8.7       Dr Joanne Medhurst suggested that care needed to be taken in respect of the wording used in the strategy, including defining primary care and primary care homes as those involved was broader than just GPs. She stated that the voluntary sector had wide involvement in some areas of primary care, whilst acute services also played a role. It was also important to provide transparency and sound data to demonstrate to what extent the outcomes were being achieved.

 

8.8       In response to issues raised, Holly Manktelow (Head of Unscheduled and Primary Care, NHS Central London Clinical Commissioning Group) advised that stage 1 of the primary care transformation was being taken from a GP perspective and involved a significant piece of work. She acknowledged the need for an ambitious approach to be taken and step changes would be made during the transformation, with changes to commissioning being the next step.

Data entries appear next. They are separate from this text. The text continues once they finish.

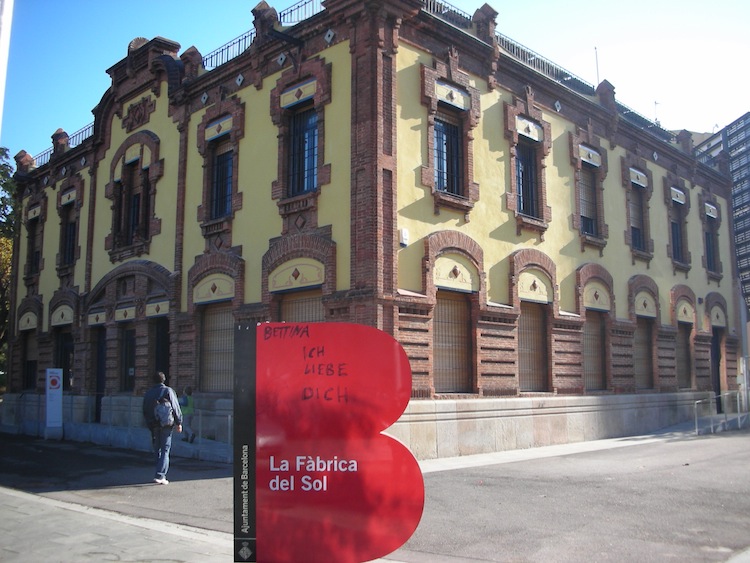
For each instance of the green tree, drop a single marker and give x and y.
(8, 224)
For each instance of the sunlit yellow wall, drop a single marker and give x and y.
(334, 204)
(494, 228)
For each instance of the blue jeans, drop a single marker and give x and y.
(162, 442)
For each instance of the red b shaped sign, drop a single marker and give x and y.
(329, 485)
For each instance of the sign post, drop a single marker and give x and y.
(329, 485)
(54, 427)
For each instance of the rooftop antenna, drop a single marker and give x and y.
(596, 56)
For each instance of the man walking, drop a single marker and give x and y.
(161, 422)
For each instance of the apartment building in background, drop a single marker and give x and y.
(556, 267)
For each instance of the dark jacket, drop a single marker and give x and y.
(149, 401)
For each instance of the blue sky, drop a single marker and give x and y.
(681, 62)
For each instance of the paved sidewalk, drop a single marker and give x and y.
(37, 528)
(68, 518)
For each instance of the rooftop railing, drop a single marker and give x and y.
(305, 9)
(73, 141)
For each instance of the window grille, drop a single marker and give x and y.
(642, 354)
(127, 358)
(682, 353)
(452, 343)
(637, 234)
(221, 189)
(589, 211)
(448, 155)
(677, 252)
(594, 351)
(217, 348)
(712, 263)
(526, 180)
(533, 370)
(30, 360)
(303, 152)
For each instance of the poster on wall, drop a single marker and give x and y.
(319, 480)
(54, 384)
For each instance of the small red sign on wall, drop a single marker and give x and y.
(329, 485)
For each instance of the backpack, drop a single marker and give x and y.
(163, 411)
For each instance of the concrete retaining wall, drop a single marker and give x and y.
(430, 428)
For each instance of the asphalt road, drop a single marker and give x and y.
(675, 498)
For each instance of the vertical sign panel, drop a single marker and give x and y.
(330, 486)
(244, 443)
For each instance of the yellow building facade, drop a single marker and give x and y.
(523, 235)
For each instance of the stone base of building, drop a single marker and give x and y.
(431, 429)
(449, 428)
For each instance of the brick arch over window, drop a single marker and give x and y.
(527, 258)
(680, 292)
(712, 300)
(67, 297)
(319, 247)
(524, 108)
(160, 277)
(593, 272)
(218, 263)
(633, 162)
(639, 283)
(149, 145)
(218, 230)
(442, 242)
(305, 205)
(69, 203)
(466, 118)
(30, 304)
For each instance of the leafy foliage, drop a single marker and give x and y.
(8, 225)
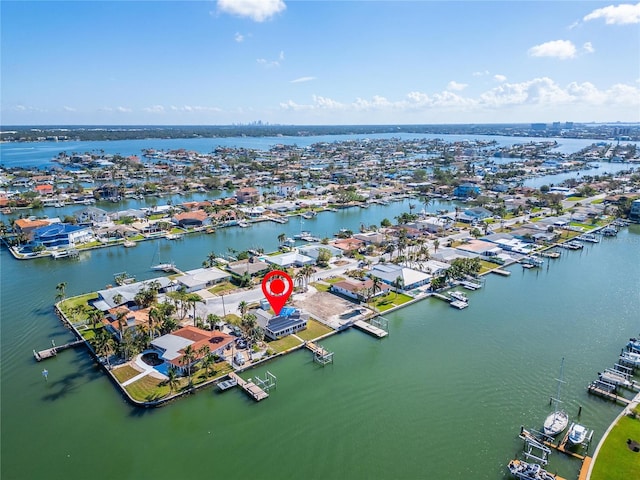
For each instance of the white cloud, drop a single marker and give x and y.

Holly Manktelow advised that formal public consultation was due to take place, however the intention was for patients to be fully involved in developing the strategy throughout the process and she also welcomed involvement from Healthwatch and the voluntary and community sector. She added that a clearer focus in respect of outcomes could be provided in September or October.

 

8.9       The Chairman welcomed the positive start to developing the strategy and emphasised the need for CCGs, providers, GPs, the voluntary and community sector and the Council to work closely together and share information to help develop the strategy.